Sustainability managers overlook IT carbon emissions
Pure Storage commissioned research reveals Australian sustainability managers are in the dark about reducing data centre energy consumption.
Pure Storage, a pioneer in data storage technology and services, in partnership with The University of Technology Sydney's (UTS) Institute for Sustainable Futures (ISF), released a report which revealed an alarming lack of engagement from Australian businesses about the growing level of carbon emissions caused by IT and data centres.
The report "IT and Data Centre Sustainability in Australia" details attitudes among over 100 sustainability managers surveyed in April and May this year.
The report exposes the reality that whilst sustainability managers believe they can't meet their sustainability goals without reducing IT and data centre energy use, they don't have the detailed data to make decisions.
The research highlighted that technology plays a critical, growing role in driving sustainability initiatives: 77% of respondents agreed that organisations cannot reach their sustainability goals without significantly reducing IT and data centre energy usage.
Furthermore, the role of IT and data centres in sustainability is still low: Over 70% of respondent organisations had sustainability of data centres on their radar, but only 9% were fully considering it.
15% of respondents indicated sustainability issues were a critical consideration for their organisation in procurement for data centre service providers. 29% of respondents' organisations did not consider data centre energy consumption. 22% of respondents thought their organisation pays sufficient attention to data centre energy consumption.
The research further suggests that data centre operators must improve the quality of sustainability-related data: Only 5% of respondents felt that the quality of sustainability-related data received from data centre service operators was detailed enough. 46% of respondents were receiving no sustainability-related data. 59% of respondents had insufficient or no, sustainability-related data from data centre service operators.
IT and data centres contribute approximately 1% of global electricity consumption and up to 2% of global carbon emissions (equivalent to the airline industry). According to the International Energy Agency, data centres and transmission networks accounted for 0.9% of global energy-related greenhouse gas (GHG) emissions.
The growth in demand for data, including artificial intelligence, can potentially increase the energy consumption of data centre services.
Australia is one of the most densely served economies by data centres per capita, and revenue in the data centre market is forecasted in Australia to pass USD $5 billion in 2023, with multi-billion dollar long-term investment commitments made by some large providers.
Australia is considered a global hub for data centre investments due partly to geopolitical, data sovereignty and geographical factors.

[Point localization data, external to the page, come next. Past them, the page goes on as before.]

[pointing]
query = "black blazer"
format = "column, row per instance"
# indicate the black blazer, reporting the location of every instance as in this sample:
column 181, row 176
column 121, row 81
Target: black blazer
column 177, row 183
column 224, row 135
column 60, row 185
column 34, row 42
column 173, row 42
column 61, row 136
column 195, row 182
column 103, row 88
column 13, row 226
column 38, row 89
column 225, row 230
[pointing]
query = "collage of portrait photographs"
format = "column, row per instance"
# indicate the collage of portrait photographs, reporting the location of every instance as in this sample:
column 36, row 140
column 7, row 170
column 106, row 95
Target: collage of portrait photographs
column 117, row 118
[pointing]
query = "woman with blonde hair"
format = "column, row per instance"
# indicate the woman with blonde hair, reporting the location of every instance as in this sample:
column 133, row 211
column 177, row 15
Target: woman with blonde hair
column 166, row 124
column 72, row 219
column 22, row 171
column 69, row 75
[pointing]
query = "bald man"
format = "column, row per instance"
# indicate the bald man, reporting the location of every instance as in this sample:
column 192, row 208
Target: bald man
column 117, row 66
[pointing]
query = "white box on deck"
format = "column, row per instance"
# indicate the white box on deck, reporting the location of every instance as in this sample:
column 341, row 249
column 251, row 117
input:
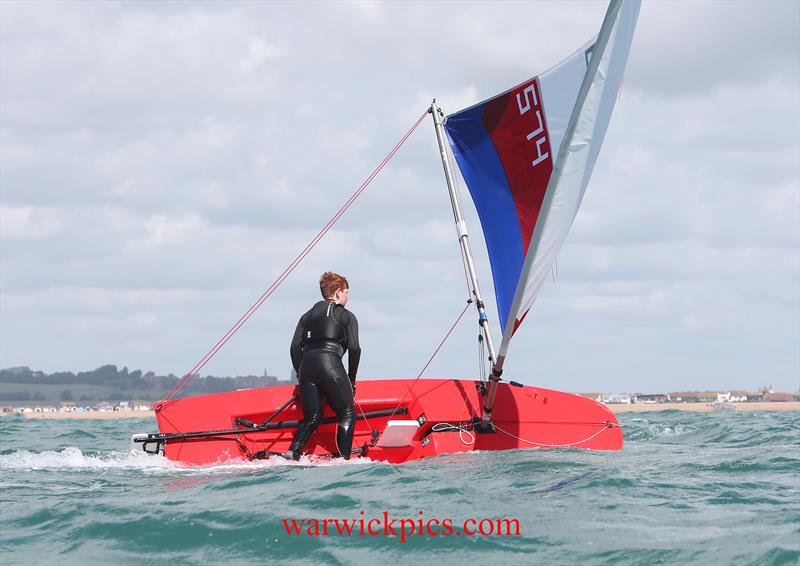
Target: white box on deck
column 398, row 433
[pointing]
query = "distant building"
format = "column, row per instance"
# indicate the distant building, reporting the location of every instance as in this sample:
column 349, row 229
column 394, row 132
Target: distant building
column 779, row 397
column 651, row 398
column 693, row 396
column 616, row 398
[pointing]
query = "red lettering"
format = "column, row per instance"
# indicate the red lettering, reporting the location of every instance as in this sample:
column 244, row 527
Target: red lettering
column 344, row 526
column 295, row 527
column 403, row 523
column 369, row 527
column 387, row 525
column 313, row 524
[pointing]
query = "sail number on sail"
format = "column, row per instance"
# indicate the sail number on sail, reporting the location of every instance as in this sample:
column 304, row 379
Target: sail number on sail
column 538, row 135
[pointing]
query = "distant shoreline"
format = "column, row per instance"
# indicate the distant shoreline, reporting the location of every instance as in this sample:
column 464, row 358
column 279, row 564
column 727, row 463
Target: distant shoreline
column 782, row 406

The market is forecasted to grow at a CAGR of 4.5% to reach USD $6 billion by 2027.
The rapid growth of Australia's data centre industry comes at a time of increasing climate risks and an unprecedented level of focus from regulators, consumers and investors on how companies reduce emissions.
Purestorage says It should therefore be concerned that Australian organisations appear not to be taking the steps necessary to consider data centre and IT-related emissions when managing their environmental, social and governance (ESG) and carbon emissions reduction programs.
As data centre-related energy demands rise, Purestorage says that Australian businesses and policymakers need to avoid adding to the instability of the country's energy grid, as has been the case in other jurisdictions with a high density of data centre penetration.
Rob Lee, Chief Technology Officer, Pure Storage, says: "With data continuing to grow, energy and space efficiency must play a stronger role in IT and data centre technology selection. IT leaders can and should play a bigger role in their organisation's sustainability initiatives by improving their data storage strategies."
Gordon Noble, Research Director, Business, Economy and Governance, ISF and author of the report IT and Data Centre Sustainability in Australia, says: "Data Centres are exposed to significant ESG risks that have largely escaped the attention of investors and sustainability managers."
"Improved awareness of data centre sustainability is urgent as we move into a new era where businesses rely even more heavily on data in their businesses and depend on energy and cooling intensive data centres."
"There are real and increasing risks for investors, and regulators around uncertainty over how companies manage, account for, and act to reduce their emissions."
"With the use of data growing ever more exponentially, including with AI and data centres, it is important that organisations recognise the role their IT and data centres are playing in their emissions footprint. There are also implications for government policy makers," says Noble.
Amy Rushall, Area Vice President, Australia & New Zealand, Pure Storage, says: "This report is a wakeup call for both government and private enterprises in Australia that more attention needs to be paid to energy consumption in data centres. The pace of technology adoption will continue to accelerate, but this should not compromise our attention to the environment."